Film, Kral T’Challa’nın ani ve beklenmedik ölümüyle başlıyor. Chadwick Boseman’ın ölümünün ardından ikinci filminde T’Challa’yı oynaması için yeni bir oyuncu gelip gelmeyeceği en büyük soru işaretiydi ancak film Boseman’ın anısına saygı göstererek bir cenaze sahnesiyle açılışı yapıyor. İlk filmin sonunda T’Challa, Wakanda’nın varlığını ve ellerindeki en büyük güç olan Vibraniumu dünyaya duyurmuştu. Şimdi ise hem varlıklarının ortaya çıkışı hem de krallarını kaybetmelerinin ardından Wakanda’ya saldırmaya hazır dünya güçleri ile karşı karşıyayız.
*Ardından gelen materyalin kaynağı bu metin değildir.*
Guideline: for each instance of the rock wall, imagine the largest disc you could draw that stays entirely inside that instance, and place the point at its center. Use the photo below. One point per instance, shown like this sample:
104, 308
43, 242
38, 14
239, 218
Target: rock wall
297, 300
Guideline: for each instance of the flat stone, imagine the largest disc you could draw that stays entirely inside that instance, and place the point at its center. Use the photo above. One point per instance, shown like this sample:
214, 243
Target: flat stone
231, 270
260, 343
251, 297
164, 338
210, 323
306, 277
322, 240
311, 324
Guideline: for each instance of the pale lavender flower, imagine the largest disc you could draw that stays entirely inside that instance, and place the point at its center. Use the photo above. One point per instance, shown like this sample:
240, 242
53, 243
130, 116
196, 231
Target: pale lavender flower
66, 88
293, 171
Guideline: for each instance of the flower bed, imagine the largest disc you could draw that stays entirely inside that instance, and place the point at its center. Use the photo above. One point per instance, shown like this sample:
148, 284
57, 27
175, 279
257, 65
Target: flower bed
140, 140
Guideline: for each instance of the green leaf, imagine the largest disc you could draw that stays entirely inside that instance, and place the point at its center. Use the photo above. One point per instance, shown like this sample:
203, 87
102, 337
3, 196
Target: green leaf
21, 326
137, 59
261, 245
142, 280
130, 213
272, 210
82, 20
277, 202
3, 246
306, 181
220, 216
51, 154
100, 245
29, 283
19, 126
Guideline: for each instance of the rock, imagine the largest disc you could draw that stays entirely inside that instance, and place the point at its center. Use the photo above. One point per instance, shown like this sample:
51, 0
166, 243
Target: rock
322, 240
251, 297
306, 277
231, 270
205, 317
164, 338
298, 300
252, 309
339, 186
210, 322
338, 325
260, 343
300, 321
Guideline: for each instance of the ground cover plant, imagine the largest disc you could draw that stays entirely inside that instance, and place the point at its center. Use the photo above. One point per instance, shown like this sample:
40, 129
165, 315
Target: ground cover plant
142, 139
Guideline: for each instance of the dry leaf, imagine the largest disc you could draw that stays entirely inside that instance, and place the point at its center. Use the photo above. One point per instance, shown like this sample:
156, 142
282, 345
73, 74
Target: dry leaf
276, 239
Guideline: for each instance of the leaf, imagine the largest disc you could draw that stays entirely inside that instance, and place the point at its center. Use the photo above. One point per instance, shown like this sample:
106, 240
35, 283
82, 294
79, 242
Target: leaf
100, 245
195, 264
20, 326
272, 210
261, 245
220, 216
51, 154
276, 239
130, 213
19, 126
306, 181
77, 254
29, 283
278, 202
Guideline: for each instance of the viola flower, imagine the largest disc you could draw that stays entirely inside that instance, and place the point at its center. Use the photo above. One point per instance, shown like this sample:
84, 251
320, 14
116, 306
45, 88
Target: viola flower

Kraliçe Ramonda oğlunun ardından tahta geçmiş ve bu tehditlere karşı hazırlıklı olsa da halkın kahramanının ve koruyucusunun olmayışı herkesi tedirgin etmektedir.
Black Panther bizler için başka bir süper kahramanı temsil ediyor olsa da Wakanda halkı için birleştirici bir lider ve koruyucu gibi anlamlar ifade etmekte. Yönetmen Ryan Coogler da bunların üstüne düşmeyi tercih etmiş gibi duruyor. Filmin genelinde aileden birinin kaybı ve toplu yasın kasvetli atmosferi hakim.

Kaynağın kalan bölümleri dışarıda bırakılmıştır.